The Atlanta Fed took a significant step in 2008 to strengthen the Bank's contribution to the nation's monetary and economic policymaking: the establishment of the Regional Economic Information Network, or REIN.
Created to enhance the Atlanta Fed's knowledge of the Southeast's economy, REIN has two components—an online repository of southeastern data and analysis, updated monthly, and the Local Economic Analysis and Research Network (LEARN).
Those elements make REIN a natural extension of the regional Federal Reserve Bank's historic mission to feed independent and diverse economic intelligence into the nation's monetary policymaking process. In many ways, the Sixth Federal Reserve District is particularly well suited to take advantage of regional information gathering: It is populous, with 46 million residents; it is geographically large; and it is economically diverse, from tourism in Florida and New Orleans to professional services in Atlanta to automotive manufacturing in Alabama. That diversity makes it reasonably representative of the national economy.
What's happening now
By extending its reach deeper into local economies throughout the Southeast, the Atlanta Fed gains a better sense of what might show up weeks or months later in official statistics. Timeliness is especially important during an economic downturn because statistical evidence of a turnaround often does not emerge until well after recovery has begun.
REIN filters information to the bank's Atlanta headquarters through a structure built geographically—with a presence at each of the Atlanta Fed's five branch offices—and around particular industries.
The Atlanta Fed's Regional Executive at each branch office convenes a regional advisory council. The councils, some convening in 2008 and some to begin work in 2009, are assembled around an important local industry, and participants provide insight from their business experience and contacts. The regional advisory councils and the offices running each are energy, New Orleans; trade and transportation, Jacksonville; tourism, Miami; agribusiness, Birmingham; small and midsize entrepreneurial business, Nashville; and health care, education, and labor, Atlanta.

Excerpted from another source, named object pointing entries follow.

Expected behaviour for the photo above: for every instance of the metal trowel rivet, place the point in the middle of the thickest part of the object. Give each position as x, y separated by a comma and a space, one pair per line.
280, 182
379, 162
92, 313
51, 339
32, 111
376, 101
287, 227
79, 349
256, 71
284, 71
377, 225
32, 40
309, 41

The Atlanta Fed's Regional Executives are key players in REIN. As the mission of the branches has evolved, the Regional Executive's duties have also transitioned from an operational role centered on running the branch to a position more concerned with gathering economic intelligence and representing the Federal Reserve Bank of Atlanta.

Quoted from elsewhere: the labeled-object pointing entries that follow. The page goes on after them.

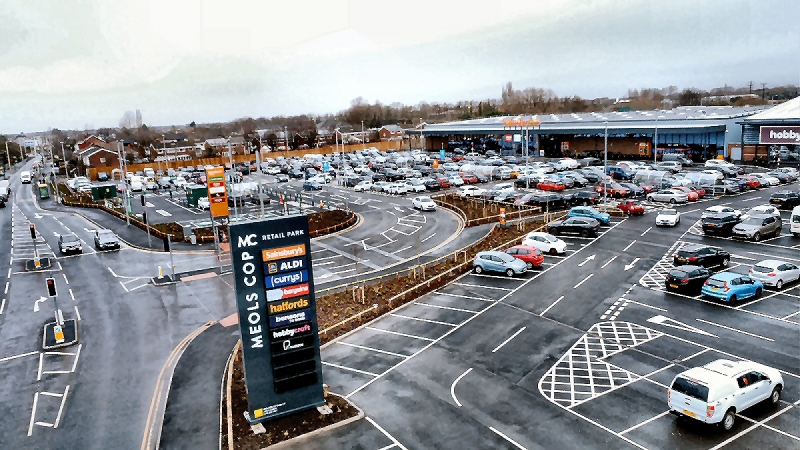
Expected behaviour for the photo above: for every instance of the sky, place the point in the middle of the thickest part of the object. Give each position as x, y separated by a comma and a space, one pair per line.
80, 64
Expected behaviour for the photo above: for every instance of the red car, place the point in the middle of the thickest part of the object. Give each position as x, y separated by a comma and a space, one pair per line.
550, 185
532, 256
469, 178
631, 207
750, 181
692, 195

The five Regional Executives work closely with their branch board of directors, cultivate business contacts in their communities, deliver speeches, and generally serve as the face of the Atlanta Fed in their respective areas. In this way, the Regional Executives help the Reserve Bank serve its constituencies on a more personal level and at the same time gain insight into how businesses affect and are affected by the economy.
Under the auspices of REIN, the Regional Executives have become part of the Atlanta Fed's Research Department. To stay abreast of economic and business data and trends, the Regional Executives spend considerable time exchanging ideas and information with the Reserve Bank's analysts and economists.
REIN also brings greater structure to the Reserve Bank's monthly surveys of businesses. These include industry-focused questionnaires answered by home builders, real estate agents, retailers, and manufacturers. While the surveys are not new, REIN has helped to increase the number of participants and made it easier to assimilate the information the surveys produce on moods and expectations in the marketplace.
LEARN keeps Fed's ear to the ground on campus
Another component of the REIN initiative is LEARN, a forum for academics and researchers with detailed knowledge of local economies in the Southeast. The aim of LEARN is to create a nexus for discussing and exchanging ideas on research, methodologies, and current economic developments.
Through LEARN, the Atlanta Fed deepens its relationships with university economists and researchers and establishes a more systematic means of incorporating their research and expertise into monetary and economic policymaking.
Ultimately, REIN generates raw material for the vital work of formulating monetary policy. At the meetings of the Federal Open Market Committee, each Reserve Bank president makes a presentation about conditions in his or her region. With the advent of REIN, Atlanta Fed President Dennis Lockhart approaches those sessions armed with even more nuanced and textured grassroots intelligence.